Embora celebre-se o potencial de crescimento exportador para vinícolas europeias, o pacto também enfrenta fortes resistências dentro da própria União Europeia, especialmente entre produtores agrícolas e organizações rurais. Em países como França e Grécia, agricultores têm organizado protestos manifestando preocupações de que a liberação de comércio possa inundar mercados internos com importações mais baratas, pressionando preços e rentabilidade em segmentos sensíveis como carne, açúcar e, potencialmente, vinhos de menor valor agregado.

Essas tensões resultaram na inclusão de salvaguardas comerciais no acordo, que permitem a suspensão temporária de benefícios tarifários caso importações disparem e prejudiquem significativamente produtores locais. Embora essas medidas não se apliquem diretamente ao setor de vinhos de forma tão rígida quanto a setores como o de carnes, elas demonstram o cuidado político em equilibrar interesses de exportadores e agricultores domésticos.

Impactos diretos para consumidores brasileiros

Do ponto de vista dos consumidores no Brasil e no Mercosul, o efeito mais palpável do acordo será a redução dos preços de vinhos importados da Europa, sobretudo de categorias intermediárias e premium que hoje pagam tarifas expressivas para entrar no mercado sul-americano. Especialistas e executivos da indústria prevêem que, à medida que os mecanismos tarifários forem sendo eliminados ao longo dos próximos anos, vinhos europeus concorram mais favoravelmente com rótulos de Chile, Argentina e Uruguay, tradicionalmente fortes na preferência dos consumidores brasileiros.

Ao mesmo tempo, a maior variedade de produtos importados deve ampliar as escolhas nas prateleiras, de vinhos regionais com denominações de origem reconhecidas até rótulos de produtores menores que ainda não tinham acesso competitivo ao mercado brasileiro.

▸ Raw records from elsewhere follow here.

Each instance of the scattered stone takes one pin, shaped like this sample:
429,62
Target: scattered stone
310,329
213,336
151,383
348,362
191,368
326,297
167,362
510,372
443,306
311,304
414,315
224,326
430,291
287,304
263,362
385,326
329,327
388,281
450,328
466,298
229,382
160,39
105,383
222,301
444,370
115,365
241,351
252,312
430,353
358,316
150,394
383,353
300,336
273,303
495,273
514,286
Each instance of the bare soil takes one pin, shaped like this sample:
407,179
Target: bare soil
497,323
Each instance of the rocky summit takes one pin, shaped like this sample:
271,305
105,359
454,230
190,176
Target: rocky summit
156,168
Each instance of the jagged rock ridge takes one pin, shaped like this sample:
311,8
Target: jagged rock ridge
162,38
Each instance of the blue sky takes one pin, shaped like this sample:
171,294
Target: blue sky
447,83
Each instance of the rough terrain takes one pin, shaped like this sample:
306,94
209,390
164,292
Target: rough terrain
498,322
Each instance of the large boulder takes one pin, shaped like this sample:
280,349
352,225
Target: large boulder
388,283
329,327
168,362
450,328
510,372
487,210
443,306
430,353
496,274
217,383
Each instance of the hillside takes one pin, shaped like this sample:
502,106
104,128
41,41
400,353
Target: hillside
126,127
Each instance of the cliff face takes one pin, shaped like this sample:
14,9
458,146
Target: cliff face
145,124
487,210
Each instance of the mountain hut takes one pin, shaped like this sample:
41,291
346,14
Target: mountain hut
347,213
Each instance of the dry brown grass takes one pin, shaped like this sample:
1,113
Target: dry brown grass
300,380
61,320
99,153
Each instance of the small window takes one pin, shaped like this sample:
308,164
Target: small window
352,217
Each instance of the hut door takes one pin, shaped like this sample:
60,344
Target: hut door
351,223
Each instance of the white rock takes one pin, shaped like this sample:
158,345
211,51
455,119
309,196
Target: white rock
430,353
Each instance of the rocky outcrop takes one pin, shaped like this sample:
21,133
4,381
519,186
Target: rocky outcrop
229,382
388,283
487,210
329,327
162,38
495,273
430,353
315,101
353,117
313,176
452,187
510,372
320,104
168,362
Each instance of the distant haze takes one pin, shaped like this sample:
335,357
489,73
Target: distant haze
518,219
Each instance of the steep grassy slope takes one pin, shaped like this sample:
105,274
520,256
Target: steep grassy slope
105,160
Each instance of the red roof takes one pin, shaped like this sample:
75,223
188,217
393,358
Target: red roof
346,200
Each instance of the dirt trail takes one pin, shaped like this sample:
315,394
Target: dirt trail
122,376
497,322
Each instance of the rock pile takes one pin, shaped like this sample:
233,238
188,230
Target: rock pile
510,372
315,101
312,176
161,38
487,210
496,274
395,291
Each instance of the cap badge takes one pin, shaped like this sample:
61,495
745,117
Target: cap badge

Esse movimento tende a beneficiar, em especial, segmentos de consumidores de renda média e alta, que buscam maior diversidade e qualidade — embora grupos de menor renda também possam sentir impactos em produtos importados populares com reduções de preço ao longo do tempo.

Cadeia de valor e competitividade

Para as cadeias de produção e comércio — incluindo importadores, distribuidores e varejistas — o pacto cria oportunidades e desafios. Empresas brasileiras que hoje dependem de altos margens para cobrir tarifas poderão precisar ajustar seus modelos de negócio para competir com vinhos europeus mais acessíveis. Importadores que anteciparem tendências de consumo poderão se posicionar melhor para capturar participação de mercado, enquanto varejistas podem repensar mix de produtos e estratégias de preço para aproveitar o novo cenário competitivo.

Afinal, o que podemos esperar desse acordo?

O acordo entre Mercosul e União Europeia marca um ponto de inflexão no comércio internacional de vinhos. A redução tarifária progressiva promete baratear e diversificar o portfólio de rótulos disponíveis aos consumidores, estimulando a competição e renovando o apetite pelo consumo de vinhos importados no Brasil. Ao mesmo tempo, produtores e agricultores europeus e sul-americanos encaram desafios e incertezas, consequência natural de qualquer liberalização comercial de grande escala. No fim das contas, para o consumidor brasileiro, o resultado no longo prazo deve ser de preços mais competitivos e maior diversidade de escolhas nas prateleiras, especialmente à medida que o acordo avança em sua implementação.